Saipem: preziosa la partnership con Leonardo, campione nazionale della sicurezza fisica e logica. Stefano Cao, CEO Saipem: “Il cyber attack del 2018: un’opportunità di crescita. Nessuno è immune dagli attacchi cibernetici; alle altre aziende dico: non date niente per scontato”

La cyber security è diventata per gli stati un fattore abilitante della sovranità del XXI secolo e per le aziende sinonimo di competitività e sopravvivenza nei mercati globali. L'intelligenza artificiale, la robotica, l’Internet of Things, i computer quantistici sono tra gli enablers che genereranno imprevedibili “salti tecnologici”. Che impatto ha questo volatile scenario di sicurezza sul posizionamento delle aziende globali come Saipem e sul contesto in cui operano?

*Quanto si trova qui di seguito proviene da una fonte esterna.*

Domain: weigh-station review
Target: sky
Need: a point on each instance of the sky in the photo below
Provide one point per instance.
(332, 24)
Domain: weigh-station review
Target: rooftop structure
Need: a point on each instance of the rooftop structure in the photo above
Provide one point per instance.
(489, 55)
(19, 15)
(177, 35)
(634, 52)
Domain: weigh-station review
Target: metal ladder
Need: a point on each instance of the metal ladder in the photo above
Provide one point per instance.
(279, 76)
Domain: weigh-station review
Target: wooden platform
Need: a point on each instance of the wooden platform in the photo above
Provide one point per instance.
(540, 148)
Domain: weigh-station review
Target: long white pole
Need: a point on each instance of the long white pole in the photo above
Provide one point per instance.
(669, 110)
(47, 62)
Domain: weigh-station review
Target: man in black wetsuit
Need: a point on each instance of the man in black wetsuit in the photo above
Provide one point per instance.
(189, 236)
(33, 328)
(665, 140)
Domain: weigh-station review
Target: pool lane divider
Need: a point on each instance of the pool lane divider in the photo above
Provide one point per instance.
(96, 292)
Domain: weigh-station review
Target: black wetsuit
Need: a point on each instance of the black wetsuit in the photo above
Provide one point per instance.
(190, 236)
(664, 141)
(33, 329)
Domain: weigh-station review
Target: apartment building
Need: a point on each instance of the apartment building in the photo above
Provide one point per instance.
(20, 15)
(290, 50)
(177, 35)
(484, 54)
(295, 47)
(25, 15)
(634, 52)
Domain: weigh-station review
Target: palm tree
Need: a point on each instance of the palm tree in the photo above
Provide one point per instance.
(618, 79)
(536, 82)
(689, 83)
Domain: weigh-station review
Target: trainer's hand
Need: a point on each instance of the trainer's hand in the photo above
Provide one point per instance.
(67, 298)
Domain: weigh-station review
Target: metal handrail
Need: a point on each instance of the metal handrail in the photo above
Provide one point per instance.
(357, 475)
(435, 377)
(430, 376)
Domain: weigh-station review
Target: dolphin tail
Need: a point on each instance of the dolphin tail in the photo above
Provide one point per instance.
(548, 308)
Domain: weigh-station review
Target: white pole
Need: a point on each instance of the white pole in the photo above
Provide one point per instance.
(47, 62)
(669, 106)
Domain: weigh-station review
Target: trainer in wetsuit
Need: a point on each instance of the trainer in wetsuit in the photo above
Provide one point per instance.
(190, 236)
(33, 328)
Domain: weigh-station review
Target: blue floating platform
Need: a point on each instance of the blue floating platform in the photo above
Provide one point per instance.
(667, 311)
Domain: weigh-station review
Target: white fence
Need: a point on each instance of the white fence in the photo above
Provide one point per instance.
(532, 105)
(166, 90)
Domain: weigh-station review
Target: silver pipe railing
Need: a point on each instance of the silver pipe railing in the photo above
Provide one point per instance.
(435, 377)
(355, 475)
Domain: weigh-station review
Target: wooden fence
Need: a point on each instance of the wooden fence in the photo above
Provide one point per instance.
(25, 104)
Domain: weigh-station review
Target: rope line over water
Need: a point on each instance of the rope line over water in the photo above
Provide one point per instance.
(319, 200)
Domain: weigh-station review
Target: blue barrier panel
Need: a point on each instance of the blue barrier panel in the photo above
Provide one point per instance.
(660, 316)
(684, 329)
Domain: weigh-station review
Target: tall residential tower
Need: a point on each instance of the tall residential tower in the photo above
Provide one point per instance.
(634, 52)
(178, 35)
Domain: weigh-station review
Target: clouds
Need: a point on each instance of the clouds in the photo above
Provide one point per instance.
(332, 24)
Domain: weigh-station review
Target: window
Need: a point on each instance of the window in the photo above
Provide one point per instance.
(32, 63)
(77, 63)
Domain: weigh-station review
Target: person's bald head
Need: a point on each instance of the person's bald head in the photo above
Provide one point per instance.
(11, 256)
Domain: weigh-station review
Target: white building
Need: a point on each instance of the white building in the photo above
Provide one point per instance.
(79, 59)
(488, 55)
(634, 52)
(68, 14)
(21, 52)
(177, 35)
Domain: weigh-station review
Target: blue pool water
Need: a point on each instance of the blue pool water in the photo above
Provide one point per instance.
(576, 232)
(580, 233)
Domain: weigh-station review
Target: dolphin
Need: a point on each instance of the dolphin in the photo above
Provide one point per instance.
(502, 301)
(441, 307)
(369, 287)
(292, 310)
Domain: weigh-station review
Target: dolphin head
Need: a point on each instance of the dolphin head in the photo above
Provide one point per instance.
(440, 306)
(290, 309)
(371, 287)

Sono queste le premesse e le domande di partenza dell’incontro che ha avuto luogo oggi nella sede di Saipem a San Donato milanese, al quale hanno preso parte, tra gli altri, l’Amministratore delegato di Saipem, Stefano Cao, il Presidente di Saipem, Francesco Caio, e l’Amministratore Delegato di Leonardo, Alessandro Profumo.

“Eravamo convinti di essere immuni dagli attacchi”, ha detto Stefano Cao, Ceo di Saipem, ricordando il cyber attack subito dall’azienda nel dicembre del 2018. “Ho ben chiaro quel momento, quando ci è stata data notizia dell’attacco e abbiamo dovuto prendere tutta una serie di decisioni in modo molto rapido. Per noi si è aperto improvvisamente un mondo nuovo”.

Il primo tema è stato quello della comunicazione: dare o non dare notizia dell’evento? Saipem decise in modo molto coraggioso di diffondere immediatamente un comunicato stampa in cui veniva spiegato l’accaduto e venivano illustrate le procedure di recovering messe in atto.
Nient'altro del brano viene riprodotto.